Kawasan Ciater, Subang, menawarkan pesona pariwisata yang luar biasa. Selain karena memiliki hawa sejuk, di beberapa lokasi terdapat sumber air panas yang bisa digunakan sebagai pengobatan. Ciater Spa Resort adalah salah satu destinasi yang wajib Anda kunjungi.

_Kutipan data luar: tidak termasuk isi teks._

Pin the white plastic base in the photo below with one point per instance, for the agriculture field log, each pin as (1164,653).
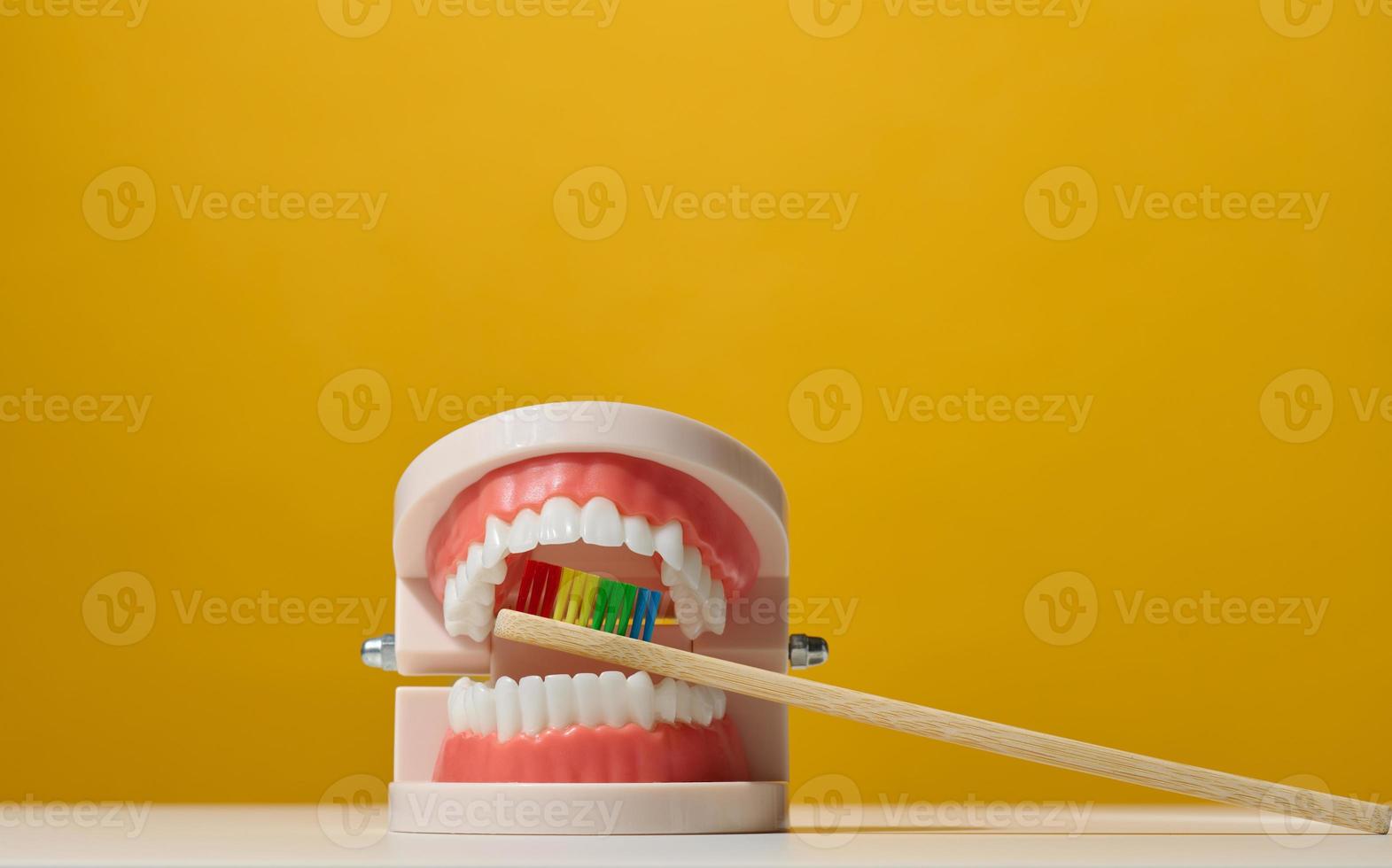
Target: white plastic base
(587,809)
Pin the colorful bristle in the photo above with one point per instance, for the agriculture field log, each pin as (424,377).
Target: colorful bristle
(584,599)
(536,594)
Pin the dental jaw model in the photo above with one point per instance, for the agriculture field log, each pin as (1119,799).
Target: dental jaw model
(572,492)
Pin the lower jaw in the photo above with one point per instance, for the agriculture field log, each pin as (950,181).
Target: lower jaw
(579,755)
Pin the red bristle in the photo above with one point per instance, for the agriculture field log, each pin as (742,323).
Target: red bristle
(553,583)
(529,583)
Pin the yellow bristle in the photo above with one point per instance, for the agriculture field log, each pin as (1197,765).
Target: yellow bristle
(592,589)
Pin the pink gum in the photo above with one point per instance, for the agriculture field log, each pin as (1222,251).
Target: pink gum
(579,755)
(638,487)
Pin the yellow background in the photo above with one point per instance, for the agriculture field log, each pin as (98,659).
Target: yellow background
(470,285)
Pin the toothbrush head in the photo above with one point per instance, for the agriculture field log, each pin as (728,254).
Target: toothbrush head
(582,599)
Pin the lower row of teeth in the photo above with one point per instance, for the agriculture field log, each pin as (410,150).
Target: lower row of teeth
(556,701)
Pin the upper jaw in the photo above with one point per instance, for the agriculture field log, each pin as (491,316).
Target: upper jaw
(695,546)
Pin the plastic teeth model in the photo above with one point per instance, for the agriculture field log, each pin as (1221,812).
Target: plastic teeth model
(551,497)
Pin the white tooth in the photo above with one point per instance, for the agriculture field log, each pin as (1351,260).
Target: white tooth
(490,575)
(507,707)
(454,609)
(560,701)
(522,538)
(470,707)
(600,523)
(704,585)
(665,701)
(667,541)
(716,608)
(475,592)
(717,699)
(688,614)
(692,566)
(532,699)
(704,709)
(494,540)
(684,702)
(587,704)
(641,701)
(473,614)
(560,522)
(480,631)
(614,696)
(485,718)
(672,576)
(638,536)
(458,714)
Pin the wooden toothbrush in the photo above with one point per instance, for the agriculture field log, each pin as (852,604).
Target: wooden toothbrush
(599,643)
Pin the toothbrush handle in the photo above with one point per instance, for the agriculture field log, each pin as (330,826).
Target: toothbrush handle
(944,725)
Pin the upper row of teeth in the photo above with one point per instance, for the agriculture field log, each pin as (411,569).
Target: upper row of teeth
(557,701)
(470,592)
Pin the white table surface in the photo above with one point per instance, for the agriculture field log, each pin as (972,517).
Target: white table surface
(297,835)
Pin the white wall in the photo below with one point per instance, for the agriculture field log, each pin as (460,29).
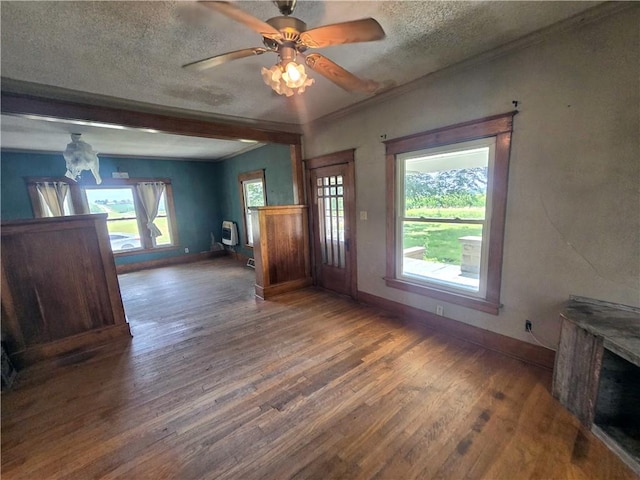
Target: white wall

Terletak di lembah Gunung Tangkubanparahu di ketinggian 1.050m di atas permukaan laut dengan keunggulan sumber air panas alam dan dikelilingi hijaunya perkebunan teh, menjadikan Ciater Spa Resort sebagai pilihan ideal untuk berlibur bersama keluarga dan kerabat maupun sebagai tempat untuk gathering, meeting maupun outing.
Apalagi, tempat ini menyediakan berbagai pilihan rekreasi menarik seperti mandi air panas, berkuda, flying fox, rafting, camping ground, cafe serta bungalow-bungalow yang menawarkan sensasi menginap mengesankan.
Kiara Hot Spring Pool atau pemandian air panas menjadi salah satu spot wisata menarik di area Ciater Spa Resort. Tempat itu bahkan tidak pernah sepi. Para pengunjung setiap hari berdatangan, terutama pada akhir pekan. Dengan membayar tiket Rp35 ribu, pengunjung bisa sepuasnya menikmati air hangat di beberapa kolam yang tersedia.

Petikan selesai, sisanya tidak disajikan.